In seinen Ausführungen über die FAUD zwischen Kulturbewegung und Gewerkschaftsorganisation zeigt Rübner, wie sich die Organisation seit Ende der 1920er Jahre von der abstrakten kultursozialistischen theoretischen Aufklärungsarbeit mehr betriebsbezogenen, praktischen Alltagsdingen, wie zum Beispiel der Gründung von Betriebszellen oder der Betriebsrätearbeit zuwandte (S. 164f.). Doch selbst dieser Kurswechsel konnte den Mitgliederverlust nicht bremsen. Dies betraf auch Rheinland-Westfalen als frühere Hochburg, wobei sich hier die FAUD-Mitgliederbasis von den Großbetrieben in handwerklich geprägte Klein- und Mittelbetriebe verlagerte (S. 166).

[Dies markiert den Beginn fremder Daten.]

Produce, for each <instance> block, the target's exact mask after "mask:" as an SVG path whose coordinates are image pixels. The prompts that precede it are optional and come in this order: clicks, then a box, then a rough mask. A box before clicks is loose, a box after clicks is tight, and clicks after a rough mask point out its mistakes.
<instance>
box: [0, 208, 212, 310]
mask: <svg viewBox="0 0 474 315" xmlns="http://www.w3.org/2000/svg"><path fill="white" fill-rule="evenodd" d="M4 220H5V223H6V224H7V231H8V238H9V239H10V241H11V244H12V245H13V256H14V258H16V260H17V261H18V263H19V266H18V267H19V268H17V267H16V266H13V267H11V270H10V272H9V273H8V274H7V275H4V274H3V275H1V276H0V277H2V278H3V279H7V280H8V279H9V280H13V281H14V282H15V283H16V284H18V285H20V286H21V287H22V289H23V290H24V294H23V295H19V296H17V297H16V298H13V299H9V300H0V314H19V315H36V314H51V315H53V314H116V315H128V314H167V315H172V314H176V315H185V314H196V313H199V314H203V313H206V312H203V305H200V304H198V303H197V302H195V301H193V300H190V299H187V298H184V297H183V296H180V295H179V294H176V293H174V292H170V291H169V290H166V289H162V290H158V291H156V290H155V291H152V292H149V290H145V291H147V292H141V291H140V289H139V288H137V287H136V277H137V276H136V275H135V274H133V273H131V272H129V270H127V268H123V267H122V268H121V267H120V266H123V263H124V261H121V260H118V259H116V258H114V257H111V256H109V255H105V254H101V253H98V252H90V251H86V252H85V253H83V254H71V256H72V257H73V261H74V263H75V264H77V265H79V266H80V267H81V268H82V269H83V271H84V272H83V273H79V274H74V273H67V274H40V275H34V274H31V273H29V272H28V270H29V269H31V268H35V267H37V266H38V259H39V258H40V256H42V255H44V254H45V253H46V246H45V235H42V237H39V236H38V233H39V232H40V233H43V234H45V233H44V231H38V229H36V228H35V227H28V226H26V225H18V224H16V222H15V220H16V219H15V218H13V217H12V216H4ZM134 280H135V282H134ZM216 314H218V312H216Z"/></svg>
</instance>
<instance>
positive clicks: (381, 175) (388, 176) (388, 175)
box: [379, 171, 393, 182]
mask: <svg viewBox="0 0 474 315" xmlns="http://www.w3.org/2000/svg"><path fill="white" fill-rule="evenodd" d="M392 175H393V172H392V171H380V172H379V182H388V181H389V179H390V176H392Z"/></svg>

Wie Rübner abschließend nochmals betont, gelang es der FAUD erst nach 1925, sich von ihren starren Prinzipien zu lösen, indem sie, »wenn auch zu spät ... die Partizipation an den tarifgesetzlichen Institutionen« anstrebte (S. 261). Diese neue Orientierung spaltete die Organisation jedoch in zwei Fraktionen. Die »radikalgewerkschaftliche Fraktion« setzte darauf, mit Hilfe ihrer Funktionäre auf betrieblicher Ebene zu agitieren, während sich die zweite Richtung dem »Genossenschaftssozialismus Landauerscher Prägung« näherte und die ausschließliche Fixierung auf die Industriearbeiterschaft aufgeben wollte (S. 261).

Rübners Buch hat seine Stärken, wenn es um die organisationsgeschichtliche Darstellung einer bislang immer wieder vergessenen gewerkschaftlichen Tradition geht. Aufgrund des im Rahmen einer Diplomarbeit zwangsläufig eingeengten methodischen Ansatzes fehlen jedoch systematische sozial- und alltagsgeschichtliche Analysen (z.B. die von Arbeits- und Lebensbedingungen oder der Alltags- und Konfliktkultur verschiedener Berufsgruppen). Erst damit ließe sich der aus dieser Perspektive immer noch ungenügend erforschte Aufstieg und Niedergang der syndikalistisch/unionistischen Bewegungen und Organisationen fundiert erklären.

Klaus Weinhauer

aus: 1999. Zeitschrift für Sozialgeschichte des 20. und 21. Jahrhunderts , Heft 1/96, S.114f.